Adobe® Flash® video is so widespread on the Internet that according to Adobe® only 20% of the available video is not in the Flash® format, FLV. Many video hosting sites have used Flash® video as the standard, and as a result, people often work with, manipulate, and convert Flash® video. VCD (Video CD or Video Compact Disc) is a commonly used all-digital CD format using the MPEG-1 codec. Therefore, people wanting to burn one or more FLV files to disc, often want to convert FLV to VCD.
The first thing you need to do is acquire one or more FLV files. They can be found on YouTube®, as well as Yahoo! Video® and Google Video®. Then you need a converter that handles FLV files and exports to VCD format. One example is FLVsoft®, but only if you have installed the Moyea FLV to Video Converter Pro 2. RiverPast® Video Cleaner with Combined Community Codec Pack (CCCP) is another option.
You begin by opening the software application that can convert FLV to VCD and adding one or more FLV files.

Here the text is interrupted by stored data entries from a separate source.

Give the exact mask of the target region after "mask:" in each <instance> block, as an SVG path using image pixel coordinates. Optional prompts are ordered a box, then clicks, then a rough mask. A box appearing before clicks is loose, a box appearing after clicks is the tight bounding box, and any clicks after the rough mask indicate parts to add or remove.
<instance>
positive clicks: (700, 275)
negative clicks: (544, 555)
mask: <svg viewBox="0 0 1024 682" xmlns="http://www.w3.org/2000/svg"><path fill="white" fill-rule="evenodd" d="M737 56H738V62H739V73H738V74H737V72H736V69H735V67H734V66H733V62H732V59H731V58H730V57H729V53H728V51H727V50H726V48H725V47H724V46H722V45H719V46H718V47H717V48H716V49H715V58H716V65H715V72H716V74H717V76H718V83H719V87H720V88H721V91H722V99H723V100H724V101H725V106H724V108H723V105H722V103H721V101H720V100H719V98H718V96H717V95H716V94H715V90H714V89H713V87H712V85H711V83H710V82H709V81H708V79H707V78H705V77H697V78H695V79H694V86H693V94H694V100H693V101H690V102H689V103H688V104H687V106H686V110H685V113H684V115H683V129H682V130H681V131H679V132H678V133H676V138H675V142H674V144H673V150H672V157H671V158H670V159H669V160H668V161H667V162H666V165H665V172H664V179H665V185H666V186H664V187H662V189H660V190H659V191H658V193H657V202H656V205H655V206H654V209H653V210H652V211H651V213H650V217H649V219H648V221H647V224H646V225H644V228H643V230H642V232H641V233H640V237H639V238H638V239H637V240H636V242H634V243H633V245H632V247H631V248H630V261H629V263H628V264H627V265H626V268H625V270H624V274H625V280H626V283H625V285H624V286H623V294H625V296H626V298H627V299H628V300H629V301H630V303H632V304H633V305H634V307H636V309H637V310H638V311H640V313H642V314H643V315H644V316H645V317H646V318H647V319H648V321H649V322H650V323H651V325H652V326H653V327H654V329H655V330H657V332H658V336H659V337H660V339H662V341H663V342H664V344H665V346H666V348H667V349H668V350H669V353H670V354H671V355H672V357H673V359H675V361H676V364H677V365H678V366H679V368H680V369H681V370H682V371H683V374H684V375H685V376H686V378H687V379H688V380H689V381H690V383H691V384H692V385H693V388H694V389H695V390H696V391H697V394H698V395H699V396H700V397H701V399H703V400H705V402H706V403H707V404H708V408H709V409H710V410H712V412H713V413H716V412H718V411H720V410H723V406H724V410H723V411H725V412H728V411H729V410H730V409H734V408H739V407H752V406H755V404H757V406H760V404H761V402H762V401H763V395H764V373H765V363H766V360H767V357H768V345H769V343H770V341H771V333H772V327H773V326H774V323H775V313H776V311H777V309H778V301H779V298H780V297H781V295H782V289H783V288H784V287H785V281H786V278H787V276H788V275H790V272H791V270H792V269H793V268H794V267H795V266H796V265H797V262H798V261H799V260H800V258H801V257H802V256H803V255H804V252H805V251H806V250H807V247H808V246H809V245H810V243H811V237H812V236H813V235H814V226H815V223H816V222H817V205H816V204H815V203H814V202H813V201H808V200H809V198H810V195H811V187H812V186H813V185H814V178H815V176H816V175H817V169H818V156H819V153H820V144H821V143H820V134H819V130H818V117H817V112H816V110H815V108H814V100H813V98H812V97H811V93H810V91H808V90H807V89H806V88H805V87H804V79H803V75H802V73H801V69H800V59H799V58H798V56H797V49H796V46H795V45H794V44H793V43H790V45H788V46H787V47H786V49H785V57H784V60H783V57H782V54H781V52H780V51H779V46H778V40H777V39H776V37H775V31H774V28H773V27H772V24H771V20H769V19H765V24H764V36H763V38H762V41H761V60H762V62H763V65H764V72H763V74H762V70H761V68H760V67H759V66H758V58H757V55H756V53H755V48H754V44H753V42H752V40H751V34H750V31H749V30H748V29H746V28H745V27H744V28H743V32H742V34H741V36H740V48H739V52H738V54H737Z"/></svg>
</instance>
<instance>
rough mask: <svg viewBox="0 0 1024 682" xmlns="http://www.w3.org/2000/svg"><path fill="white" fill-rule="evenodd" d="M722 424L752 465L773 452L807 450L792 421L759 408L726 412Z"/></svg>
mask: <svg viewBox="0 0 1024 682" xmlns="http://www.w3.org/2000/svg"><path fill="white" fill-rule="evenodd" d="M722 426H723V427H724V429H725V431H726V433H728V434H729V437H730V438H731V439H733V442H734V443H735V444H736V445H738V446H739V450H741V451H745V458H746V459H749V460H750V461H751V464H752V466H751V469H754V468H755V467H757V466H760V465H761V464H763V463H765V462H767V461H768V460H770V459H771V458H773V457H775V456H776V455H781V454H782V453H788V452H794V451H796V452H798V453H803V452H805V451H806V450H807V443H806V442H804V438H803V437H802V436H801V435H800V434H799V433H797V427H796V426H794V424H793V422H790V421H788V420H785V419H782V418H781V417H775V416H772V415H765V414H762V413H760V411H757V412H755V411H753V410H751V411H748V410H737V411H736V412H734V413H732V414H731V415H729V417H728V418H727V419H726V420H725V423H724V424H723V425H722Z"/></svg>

There is likely to be an "Add Files" command that will allow you to navigate to a file on your hard drive and open it into the computer. You may be required to select FLV as the file type you are seeking. Alternatively, you may be able to drag and drop files onto the converter window. At this point, you may have some editing functions available, allowing you to crop or trim the video, for example, or add a watermark.
Next, you will select the output format. To convert FLV to VCD, look for VCD and/or .DAT, which is the file extension it uses. You may also see a reference to “MPEG-1.” In addition, you may see a choice between PAL or PAL/SECAM and NTSC. These are the names of the television broadcast standards.
In general, it is safe to choose NTSC for North America and Japan, while selecting PAL/SECAM for Europe and everywhere else when you convert FLV to VCD. The standards have different dimensions and frame rates. The next step is likely to be "Convert." When you are done, you can burn the file to a CD.